The government of Honduras has announced its decision to break its diplomatic relations with Taiwan and establish ties with China. The move leaves Taiwan recognized by only 13 sovereign states. Honduras’s foreign ministry said on Saturday that “the government of Honduras recognizes the existence of just one China in the world”, and that “Taiwan is an inseparable part of Chinese territory”. China and Taiwan have been battling for diplomatic recognition since their separation after civil war in 1949, with China working to win recognition for its “One China” policy.

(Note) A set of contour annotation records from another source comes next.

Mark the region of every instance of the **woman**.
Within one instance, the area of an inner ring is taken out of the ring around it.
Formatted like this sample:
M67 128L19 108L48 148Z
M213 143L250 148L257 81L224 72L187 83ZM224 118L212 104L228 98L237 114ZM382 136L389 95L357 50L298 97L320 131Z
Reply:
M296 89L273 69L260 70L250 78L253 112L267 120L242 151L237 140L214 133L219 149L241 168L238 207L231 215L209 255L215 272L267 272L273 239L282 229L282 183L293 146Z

The announcement by Honduras had been long-expected after its foreign minister’s trip to China last week and President Xiomara Castro’s statement that her government would establish ties with Beijing. Taiwan’s Foreign Minister Joseph Wu stated that President Castro’s government had “always had illusions” about China, while also accusing Honduras of seeking economic aid from both China and Taiwan. In response to Honduras’s decision to sever diplomatic ties, Taiwan will close its embassy in Honduras and withdraw its ambassador. President Tsai Ing-wen has accused China of “coercion and intimidation” in its efforts to suppress Taiwan’s international standing. The move leaves Taiwan with just 13 states officially recognizing it.
It appears that there are conflicting accounts regarding the role of aid in Honduras’ decision to switch diplomatic recognition from Taiwan to China. While Taiwan’s foreign minister Joseph Wu claimed that the Honduran government had demanded $2.45 billion in aid from Taiwan in a letter dated March 13, the Honduran foreign minister Eduardo Enrique Reina disputed this claim, stating that the figure was a “negotiated refinancing mechanism” rather than a donation. Neither China nor Honduras made any mention of aid in their official statements regarding the switch in diplomatic recognition.